During a meeting, the terms "north" and "south" popped up again while discussing network zoning and DMZ. North is the "outside", typically the Internet. South are the internal, trusted systems.

North-South in networking (from PaloAlto networking)
How would IT people in South-Africa think about this, where the north is "hot" and very south Antarctica cold? Maybe also good fit: freezing in the data center, hot and dangerous on the Internet.

Saturday, October 15, 2016

Unikernel: microservices without an OS

As I continue to spend lots of time on the road and in traffic jams, podcasts are an efficient way to keep up-to-date in the fast moving IT world. Just finished listening SE-Radio Episode 271: Idit Levine on Unikernels. Very interesting.

Had never heard of Unikernel. Actually this is hardly a real OS: no multi-tasking, no security, no memory management. Memory directly mapped to the underlying hardware and some device drivers.

Unikernels become most relevant when used on top of a virtualization layer. A single application is combined with the Unikernel to become a super light-weight runtime unit. A fine alternative for microservices running in a container.

Unikernels are also a nice fit with server-less architectures: the Unikernel App is super-fast to start. So Unikernel Apps as a more efficient Function-As-A-Service approach.

When mapping this to my own world of integration, the Unikernel App could be a nice mechanism to handle all the async events going on in an integration environment. An incoming message or API call starts the Unikernel App which handles the message: transformation, routing, logging, forwarding...

Incredible at which pace the IT world keeps moving.

Sunday, October 9, 2016

Event-driven Microservices

A few weekends ago, I decided that it was time to catch up on Microservices. Hadn't been following the topic for a longer while. Starting point is often Safari: but instead of reading, I ended up watching the video tutorial "Event-Driven Microservices". By the way, the first part is freely accessible without a Safari subscription.

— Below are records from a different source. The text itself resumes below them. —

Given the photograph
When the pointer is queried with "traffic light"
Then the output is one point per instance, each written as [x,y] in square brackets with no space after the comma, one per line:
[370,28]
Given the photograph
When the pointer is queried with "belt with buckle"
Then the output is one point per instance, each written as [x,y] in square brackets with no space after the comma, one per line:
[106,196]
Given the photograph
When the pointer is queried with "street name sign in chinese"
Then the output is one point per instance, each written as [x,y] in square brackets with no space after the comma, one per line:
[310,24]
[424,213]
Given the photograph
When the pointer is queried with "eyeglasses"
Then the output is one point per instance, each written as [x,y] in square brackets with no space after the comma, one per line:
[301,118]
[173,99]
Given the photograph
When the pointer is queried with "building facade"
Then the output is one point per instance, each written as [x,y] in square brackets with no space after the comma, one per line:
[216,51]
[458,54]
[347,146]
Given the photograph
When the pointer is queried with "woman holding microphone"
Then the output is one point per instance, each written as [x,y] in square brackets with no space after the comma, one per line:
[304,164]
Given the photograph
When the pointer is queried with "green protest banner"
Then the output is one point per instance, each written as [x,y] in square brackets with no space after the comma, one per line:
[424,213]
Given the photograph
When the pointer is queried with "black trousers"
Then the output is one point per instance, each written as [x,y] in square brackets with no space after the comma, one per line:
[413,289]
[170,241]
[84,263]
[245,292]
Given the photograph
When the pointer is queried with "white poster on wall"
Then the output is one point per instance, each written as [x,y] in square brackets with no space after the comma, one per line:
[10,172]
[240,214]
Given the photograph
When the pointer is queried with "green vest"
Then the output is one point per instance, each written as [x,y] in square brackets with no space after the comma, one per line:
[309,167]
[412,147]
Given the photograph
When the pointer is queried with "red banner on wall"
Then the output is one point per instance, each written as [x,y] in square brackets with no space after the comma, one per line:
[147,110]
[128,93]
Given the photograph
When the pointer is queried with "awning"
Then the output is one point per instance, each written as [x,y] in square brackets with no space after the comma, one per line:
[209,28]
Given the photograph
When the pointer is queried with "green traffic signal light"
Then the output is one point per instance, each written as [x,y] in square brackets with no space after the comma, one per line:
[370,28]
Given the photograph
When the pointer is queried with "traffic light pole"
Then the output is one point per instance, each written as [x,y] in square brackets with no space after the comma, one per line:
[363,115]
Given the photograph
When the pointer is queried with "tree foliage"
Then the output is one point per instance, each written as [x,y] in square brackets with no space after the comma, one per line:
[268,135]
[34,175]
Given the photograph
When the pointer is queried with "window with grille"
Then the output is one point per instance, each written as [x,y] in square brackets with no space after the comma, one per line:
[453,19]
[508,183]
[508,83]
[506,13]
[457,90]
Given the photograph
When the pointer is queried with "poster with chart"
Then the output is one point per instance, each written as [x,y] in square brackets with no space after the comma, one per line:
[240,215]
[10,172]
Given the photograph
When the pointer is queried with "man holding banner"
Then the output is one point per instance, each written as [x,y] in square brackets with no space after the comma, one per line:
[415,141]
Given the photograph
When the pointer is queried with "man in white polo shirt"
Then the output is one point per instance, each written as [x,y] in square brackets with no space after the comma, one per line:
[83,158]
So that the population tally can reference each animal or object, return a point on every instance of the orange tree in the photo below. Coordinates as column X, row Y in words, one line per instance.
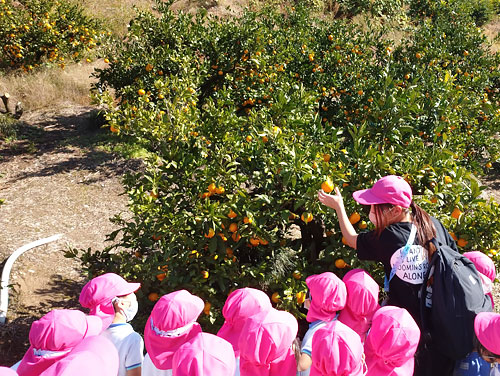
column 246, row 119
column 33, row 32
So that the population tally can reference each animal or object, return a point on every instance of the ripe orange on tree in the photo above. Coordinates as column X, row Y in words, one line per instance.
column 254, row 241
column 354, row 218
column 275, row 298
column 153, row 296
column 327, row 185
column 340, row 263
column 306, row 217
column 301, row 297
column 456, row 213
column 206, row 308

The video course is presented by Chris Richardson. I know Chris as a speaker at earlier Devoxx conferences. Very interesting is his approach to address the topic based on patterns, documented at
Microservices patterns (from, by Chris Richardson)

What was new to me and most interesting was the part about Event-Sourcing: instead of storing the state of each object as a database row, the sequence of changes is recorded and maintained. This an approach to tackle the issue of distributed transactions that do not fit with a Microservices architecture. This is also the topic Richardson personally focuses on as his latest startup is all about Event Sourcing.
List of events represents state (Source

Handling request by rebuilding state from list of events (Source:
Of course one needs to remain critical about Microservices:
  • We've been successfully building 3-tier web and mobile apps, why do it all different now?
  • How heterogeneous will all these microservices be?  
  • Not every organisation is like LinkedIn or Netflix
  • Transactions that are eventually consistent are not trivial
  • What will be the next thing after Microservices?
After 4h 47minutes, I understood that Microservices is as well a domain that is in full flux.